At times, however, a more appropriate term would be venomous, hateful actions—actions that ultimately will be destructive to the family fabric. This should not be 
surprising to anyone who has even a modest understanding and familiarity with the world of literature—whether limited to English works, or more broadly including European or other literature.

Those medical trainees who have worked with me have in all likelihood heard me either seriously or humorously say, “If I were king, all first degrees would be in English literature.” Or when there is a complex family dynamic playing out, I might say, “It’s King Lear—if you have not read it ever or lately, read it or read it again—it’s all there.”

Sometimes I feel like that great American comic Jimmy Durante, who was quoted as saying, “I have a million of them, a million of them,” referring to his often delectable jokes. According to an online biographical history, it has been said that “I’ve got a million of ’em” is what Durante (1893-1980) often said after telling a corny joke. Durante was credited with “I’ve got a million of ’em” in a 1929 newspaper story.

I say this when referring to complex family situations in which what appears to be the worst in human interactions seems to be playing out. Often the issue is related to money (or property), and if one is in a position to hear the story from all the parties, it often becomes clear that, for whatever reason, the pot has come to a boil at this juncture of life.

This is usually because the flame heating the water that’s not boiling has been on for what appears to have been many years. Most of us know of such stories, hopefully not in our own families, but it is unlikely that there is a family who is not familiar with a “Lear-like” scenario in someone close to them. 

Greed, jealousy, hurtful memories, mean-spirited personalities, events that occurred—sometimes decades earlier— that were never resolved or that left indelible scars are often the reasons cited for the enmity I have had the good fortune to observe that, on some occasions, especially when a parent, in particular, is dying, though it could be another relative, there is the possibility of repairing long held animosities and bringing long-estranged family members back together. 

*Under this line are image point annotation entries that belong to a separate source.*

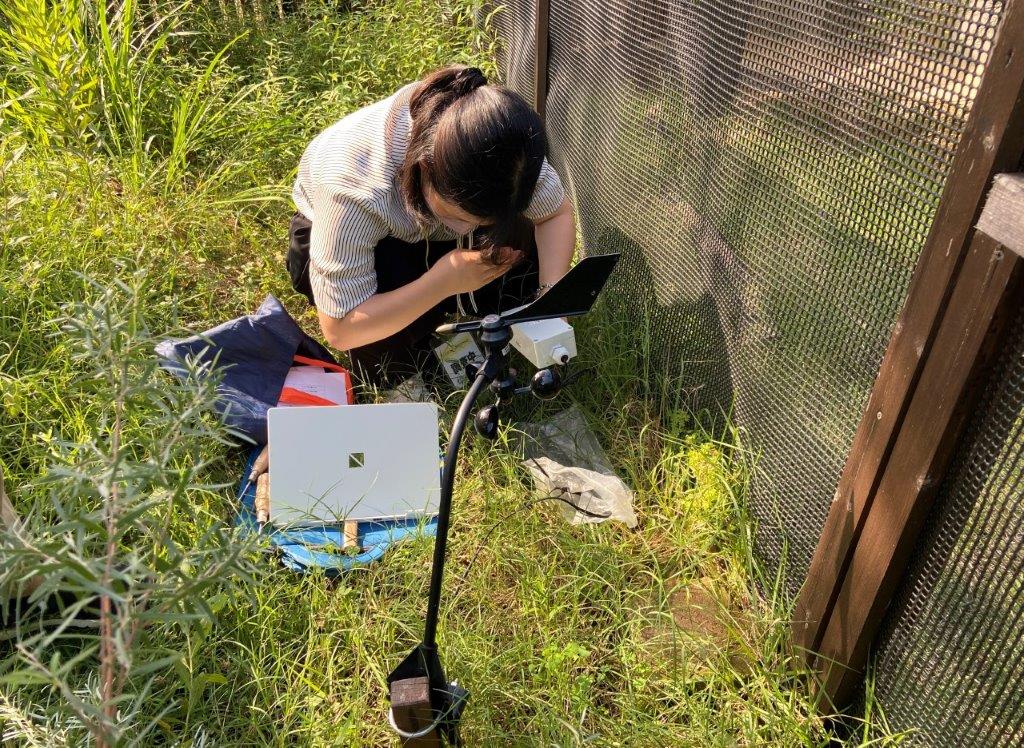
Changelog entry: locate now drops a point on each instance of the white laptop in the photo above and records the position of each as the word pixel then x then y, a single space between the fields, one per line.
pixel 333 463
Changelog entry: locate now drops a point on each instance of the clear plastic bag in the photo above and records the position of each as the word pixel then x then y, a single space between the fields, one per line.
pixel 565 459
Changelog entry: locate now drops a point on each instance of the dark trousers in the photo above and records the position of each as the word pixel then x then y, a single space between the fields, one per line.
pixel 397 263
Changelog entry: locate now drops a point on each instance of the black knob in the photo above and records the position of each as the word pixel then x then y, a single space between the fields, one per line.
pixel 546 383
pixel 504 386
pixel 486 422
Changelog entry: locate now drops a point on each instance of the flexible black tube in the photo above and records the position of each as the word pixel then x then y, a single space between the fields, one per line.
pixel 444 505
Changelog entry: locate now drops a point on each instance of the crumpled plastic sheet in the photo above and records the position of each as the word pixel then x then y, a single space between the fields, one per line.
pixel 565 459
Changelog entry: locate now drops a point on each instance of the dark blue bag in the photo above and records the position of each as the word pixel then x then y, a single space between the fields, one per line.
pixel 253 355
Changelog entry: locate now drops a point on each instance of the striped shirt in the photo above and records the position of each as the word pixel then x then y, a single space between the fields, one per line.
pixel 348 187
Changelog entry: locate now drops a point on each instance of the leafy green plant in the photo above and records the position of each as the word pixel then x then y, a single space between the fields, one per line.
pixel 86 591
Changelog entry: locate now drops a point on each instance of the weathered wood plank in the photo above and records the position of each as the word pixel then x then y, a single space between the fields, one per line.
pixel 987 289
pixel 1003 217
pixel 991 142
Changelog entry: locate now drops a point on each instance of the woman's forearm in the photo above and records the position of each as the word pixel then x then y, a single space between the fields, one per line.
pixel 384 314
pixel 556 243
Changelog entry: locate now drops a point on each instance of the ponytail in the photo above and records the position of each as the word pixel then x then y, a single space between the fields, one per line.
pixel 432 98
pixel 480 147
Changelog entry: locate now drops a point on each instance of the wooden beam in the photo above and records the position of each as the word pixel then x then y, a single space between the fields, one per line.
pixel 987 290
pixel 542 41
pixel 991 142
pixel 1003 217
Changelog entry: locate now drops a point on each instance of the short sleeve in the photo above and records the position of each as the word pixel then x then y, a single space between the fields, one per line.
pixel 548 195
pixel 344 234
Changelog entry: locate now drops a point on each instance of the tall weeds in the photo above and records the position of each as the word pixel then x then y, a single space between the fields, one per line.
pixel 98 586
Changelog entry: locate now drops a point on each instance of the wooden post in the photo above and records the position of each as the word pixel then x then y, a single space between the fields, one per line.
pixel 411 706
pixel 542 40
pixel 853 566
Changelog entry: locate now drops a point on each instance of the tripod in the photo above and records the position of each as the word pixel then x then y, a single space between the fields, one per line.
pixel 571 296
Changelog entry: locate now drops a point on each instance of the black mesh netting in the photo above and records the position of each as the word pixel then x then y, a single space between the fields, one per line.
pixel 950 661
pixel 770 171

It does not always succeed, but I have witnessed the monumental efforts of health-care staff—especially those in social work, nursing and medicine, although any and all of the health-care staff can be key—in bridging the emotional moat that often separates family members. It may not always work, but I believe it is always worth the effort.

Living with the result of lifelong family strife is often disabling, and the scars that occur and that are left can have long-lasting negative effects on people’s lives and their own abilities to have meaningful and binding relationships with their siblings and offspring.